18/12/2025
Il était une fois, à la fin d’une année bien tourmentée.
Dehors, le monde semblait gronder. On parlait politique, crises, guerres, injustices. Les chaînes d’information tournaient en boucle, les conversations s’échauffaient, et dans les cœurs, parfois, la peur et la colère prenaient toute la place. On avait l’impression que tout se décidait loin de soi, sans qu’on puisse y faire grand-chose. Alors, naturellement, une question revenait sans cesse :
« Qu’est-ce que je peux bien faire, moi, pour changer quelque chose ? Que me reste-t-il comme joie ? Que puis-je offrir à ceux qui m’entourent ? »

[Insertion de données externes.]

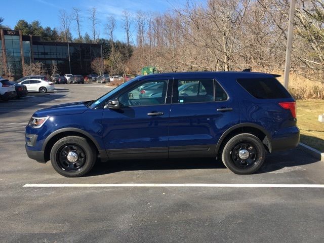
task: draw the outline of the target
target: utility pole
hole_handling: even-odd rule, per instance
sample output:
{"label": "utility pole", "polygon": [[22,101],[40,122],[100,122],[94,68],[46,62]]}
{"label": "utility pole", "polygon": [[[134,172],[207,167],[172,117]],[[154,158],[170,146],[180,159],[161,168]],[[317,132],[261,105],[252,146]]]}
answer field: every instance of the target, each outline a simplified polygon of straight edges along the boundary
{"label": "utility pole", "polygon": [[295,16],[295,0],[291,0],[289,12],[289,23],[288,24],[288,36],[286,50],[286,63],[285,64],[285,88],[288,89],[289,72],[290,72],[290,59],[292,55],[292,44],[293,43],[293,30],[294,29],[294,17]]}
{"label": "utility pole", "polygon": [[70,68],[70,74],[72,74],[71,72],[71,60],[70,59],[70,45],[69,45],[69,43],[70,42],[67,42],[67,52],[68,53],[69,57],[69,67]]}

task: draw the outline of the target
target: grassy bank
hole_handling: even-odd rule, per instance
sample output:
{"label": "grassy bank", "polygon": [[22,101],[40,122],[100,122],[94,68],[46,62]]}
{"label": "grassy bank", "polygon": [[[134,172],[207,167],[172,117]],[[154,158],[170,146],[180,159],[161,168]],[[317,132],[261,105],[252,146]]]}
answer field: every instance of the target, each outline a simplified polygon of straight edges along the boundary
{"label": "grassy bank", "polygon": [[324,113],[323,100],[298,100],[297,126],[300,141],[324,152],[324,123],[318,122],[318,115]]}

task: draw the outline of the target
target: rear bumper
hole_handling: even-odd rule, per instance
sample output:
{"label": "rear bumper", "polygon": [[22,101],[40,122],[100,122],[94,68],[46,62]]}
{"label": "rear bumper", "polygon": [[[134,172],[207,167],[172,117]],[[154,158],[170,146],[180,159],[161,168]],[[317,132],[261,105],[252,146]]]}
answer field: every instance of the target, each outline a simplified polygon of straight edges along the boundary
{"label": "rear bumper", "polygon": [[16,91],[16,92],[17,92],[17,96],[19,97],[21,97],[22,96],[26,96],[28,94],[28,91],[27,90],[23,90],[22,91]]}
{"label": "rear bumper", "polygon": [[28,148],[27,145],[25,146],[26,148],[26,152],[27,156],[32,159],[35,159],[37,162],[40,163],[46,163],[45,159],[44,158],[44,152],[41,151],[34,151],[31,150]]}
{"label": "rear bumper", "polygon": [[[297,127],[296,127],[297,128]],[[299,130],[289,133],[285,137],[274,138],[271,141],[271,152],[287,150],[296,148],[299,144],[300,136]]]}
{"label": "rear bumper", "polygon": [[5,94],[1,96],[2,99],[7,100],[11,98],[14,98],[17,96],[17,93],[16,91],[10,91],[9,92],[6,92]]}

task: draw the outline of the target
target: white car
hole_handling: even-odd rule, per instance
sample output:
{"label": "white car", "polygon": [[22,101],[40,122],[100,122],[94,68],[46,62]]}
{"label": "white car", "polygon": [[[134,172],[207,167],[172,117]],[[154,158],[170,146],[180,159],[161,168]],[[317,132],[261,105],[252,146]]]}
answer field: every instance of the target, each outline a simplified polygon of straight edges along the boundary
{"label": "white car", "polygon": [[114,79],[123,80],[123,77],[122,76],[112,76],[110,77],[110,82],[112,82]]}
{"label": "white car", "polygon": [[28,92],[46,93],[48,91],[55,90],[54,84],[53,82],[45,81],[40,78],[27,79],[19,84],[25,85]]}
{"label": "white car", "polygon": [[73,77],[73,74],[64,74],[64,77],[68,81],[70,80],[70,78]]}
{"label": "white car", "polygon": [[17,96],[15,86],[11,85],[8,79],[0,79],[0,98],[3,100],[8,100]]}

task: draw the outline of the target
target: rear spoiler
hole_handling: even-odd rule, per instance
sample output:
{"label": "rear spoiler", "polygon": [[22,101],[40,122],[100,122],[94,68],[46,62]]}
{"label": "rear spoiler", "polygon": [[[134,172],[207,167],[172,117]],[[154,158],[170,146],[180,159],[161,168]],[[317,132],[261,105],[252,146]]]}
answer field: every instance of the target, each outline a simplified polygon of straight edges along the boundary
{"label": "rear spoiler", "polygon": [[[251,68],[246,68],[245,69],[242,70],[241,71],[242,72],[251,72],[251,71],[252,71],[252,69]],[[270,75],[272,75],[274,77],[281,77],[281,75],[275,74],[274,73],[270,73]]]}
{"label": "rear spoiler", "polygon": [[270,75],[272,75],[274,77],[281,77],[281,75],[280,75],[280,74],[274,74],[273,73],[270,73]]}

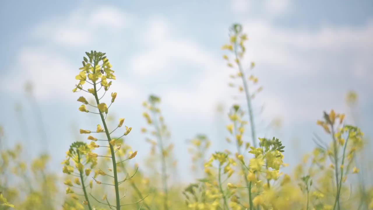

À tout cela venaient se mêler les fêtes de fin d’année. Ces fameuses fêtes, si attendues et si redoutées à la fois.
Les tables se dressaient, les guirlandes brillaient, les rires se préparaient… mais derrière les sourires, il y avait aussi les blessures familiales, les non-dits, les absences, les conflits d’hier jamais tout à fait apaisés.
Comme si la grande souffrance du monde venait se déposer, elle aussi, autour de la nappe blanche.
Un soir, dans un petit cabinet chaleureux, une personne vint confier ce poids-là à son thérapeute. Elle lui parla de la tristesse du climat social, de l’angoisse devant l’avenir, de la difficulté à se réjouir quand tant de choses allaient mal, dehors comme dedans. Elle lui parla aussi de ces repas de famille où se mêlaient la joie d’être ensemble et la douleur des choses bancales.
Le thérapeute l’écouta longuement, puis lui dit doucement :
« Si vous étiez mon invité, là, dans ce cabinet, à l’approche des fêtes, je vous proposerais une chose simple, mais précieuse :
Vivre chaque moment comme si c’était le dernier.
Non pas dans la peur de perdre, mais dans l’intensité de ce qui est là, maintenant.
Lâcher prise, un peu, sur le bruit du monde, sur ce que vous ne pouvez pas contrôler, et revenir à ce que vous pouvez encore toucher du doigt : un regard, un sourire, une main posée sur une autre.
Je vous inviterais à retrouver, ne serait-ce qu’un instant, votre âme d’enfant.
À imaginer que vous avez 5 ans, que vous ne savez rien des rivalités politiques, des tensions mondiales, des crises économiques. Vous savez seulement que ce soir, vous êtes avec votre famille. Que vos parents sont là, ou peut-être une grand-mère, un oncle, une sœur, quelqu’un qui compte pour vous.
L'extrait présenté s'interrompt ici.